Premier Clark’s much anticipated BC Jobs Plan comes up short where it matters most: the jobs. For all the fuss of a four-day media launch, the “Canada Starts Here” plan contains very few measures that will lead to new employment, and the ones that are there come many years into the future, and at great environmental cost.
At best, the so-called jobs plan is a rehashing of old ideas that have been government policy going back to the last NDP government: cut small business taxes, simplify and reduce regulations, and expand exports to Asian markets.
Fundamentally, the so-called “jobs plan” does not address the key economic challenge facing BC: a lack of demand. It’s not the regulatory regime or the tax system that’s stopping businesses from investing and creating jobs in BC. The BC government already went through a process of simplifying permitting and regulation requirements in the early 2000s. BC already has one of the lowest tax rates on business.
Rather, businesses are not investing because the outlook for sales and profits is weak. BC consumers are spending less due to record high household debt levels, a weakening housing market and relatively high unemployment.
In order to address the real problem – the weakness of family incomes – the BC government can and should do its part to stimulate the economy through public sector spending. That includes abandoning its commitment to fiscal austerity, which undermines demand.
But it’s also important to think strategically about what kind of jobs we want to create. BC continues to rely on a resource extraction mentality, digging up and shipping out raw materials, then importing finished products. Increasingly, we have been exporting more unprocessed materials like raw logs. Our exports must move up the value chain if we want to create good jobs and insulate our economy from the swings of commodity markets.
Instead of using the “jobs plan” as an opportunity to transition our economy away from fossil fuels, the Premier is proposing to move BC even deeper into the extraction of raw materials for export markets. In addition, the plan will deliver a $15 million subsidy to CN Rail for transportation infrastructure. If exporting BC’s resources to Asia makes economic sense, there should be no need for such corporate welfare.

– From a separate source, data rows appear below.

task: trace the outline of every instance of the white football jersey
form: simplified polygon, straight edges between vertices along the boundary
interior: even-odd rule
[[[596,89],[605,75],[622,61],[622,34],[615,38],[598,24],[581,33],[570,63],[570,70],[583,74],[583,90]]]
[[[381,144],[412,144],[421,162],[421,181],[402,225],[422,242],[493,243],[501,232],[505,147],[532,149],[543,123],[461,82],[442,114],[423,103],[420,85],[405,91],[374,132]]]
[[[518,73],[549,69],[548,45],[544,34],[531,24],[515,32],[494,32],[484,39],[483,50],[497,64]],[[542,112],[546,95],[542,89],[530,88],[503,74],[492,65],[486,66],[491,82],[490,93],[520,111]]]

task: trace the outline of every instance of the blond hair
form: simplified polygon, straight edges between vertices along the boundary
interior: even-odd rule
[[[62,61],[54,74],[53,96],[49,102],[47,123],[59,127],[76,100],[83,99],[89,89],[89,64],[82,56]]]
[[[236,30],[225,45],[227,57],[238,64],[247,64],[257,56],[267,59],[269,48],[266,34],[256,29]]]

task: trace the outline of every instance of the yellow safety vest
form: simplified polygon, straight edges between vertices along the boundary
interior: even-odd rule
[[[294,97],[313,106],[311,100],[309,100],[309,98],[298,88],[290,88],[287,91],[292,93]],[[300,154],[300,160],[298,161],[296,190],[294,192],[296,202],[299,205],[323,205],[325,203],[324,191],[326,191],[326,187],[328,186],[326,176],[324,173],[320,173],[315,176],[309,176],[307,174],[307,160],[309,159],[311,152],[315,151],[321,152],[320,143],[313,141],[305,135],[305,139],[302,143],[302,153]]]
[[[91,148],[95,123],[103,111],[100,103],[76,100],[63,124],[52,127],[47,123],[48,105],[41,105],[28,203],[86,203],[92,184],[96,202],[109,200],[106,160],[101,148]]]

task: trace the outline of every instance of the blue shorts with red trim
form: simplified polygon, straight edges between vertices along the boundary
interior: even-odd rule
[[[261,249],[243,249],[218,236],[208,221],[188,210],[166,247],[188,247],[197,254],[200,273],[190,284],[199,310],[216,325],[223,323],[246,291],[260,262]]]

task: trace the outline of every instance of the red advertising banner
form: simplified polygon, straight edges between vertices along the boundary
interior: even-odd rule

Where there are jobs in the plan, the climate costs are staggering. The proposed liquid natural gas terminals in Kitimat are the equivalent to tripling BC’s greenhouse gas emissions. And yet only 120-140 permanent jobs (plus a few hundred in temporary construction) will be created.
There are some obvious candidates for a real jobs program that would boost the economy in the short run while improving BC’s long-term productivity and setting us on a path to a more sustainable economy.
Building out public transit and retrofitting BC’s housing stock for energy efficiency would not only create jobs but help meet BC’s greenhouse gas targets. This would put some truth to the government’s claims of being a climate action leader.
Investing in education could not be more relevant to a family-friendly agenda, and there is no shortage of challenges in the education system. Children in many areas of BC are crowded into classrooms with unacceptably large class sizes, and teachers do not have the resources to support children with special needs. The lack of an affordable, high quality early learning and childcare system stops many families with young children from fully participating in the workforce.
BC’s post-secondary education system is stretched thin after a decade of mandated enrollment increases that were not accompanied by sufficient funding to properly educate these new students. Plans to increase the number of international students in post-secondary institutions by 50% do nothing to alleviate the eroding affordability and quality of education.
Premier Clark lost a golden opportunity to outline a vision for BC, instead showing an utter lack of imagination about developing an economic strategy for the 21st century. The BC government needs to abandon the limiting (and false) idea that all government can do is create conditions for foreign investors to come to BC and create our jobs for us.
British Columbians know that our province can be more than just a quarry for the rest of the world. To fulfill this potential, BC needs a new green jobs and industrial strategy for the transition to a low-carbon economy, not a new slogan.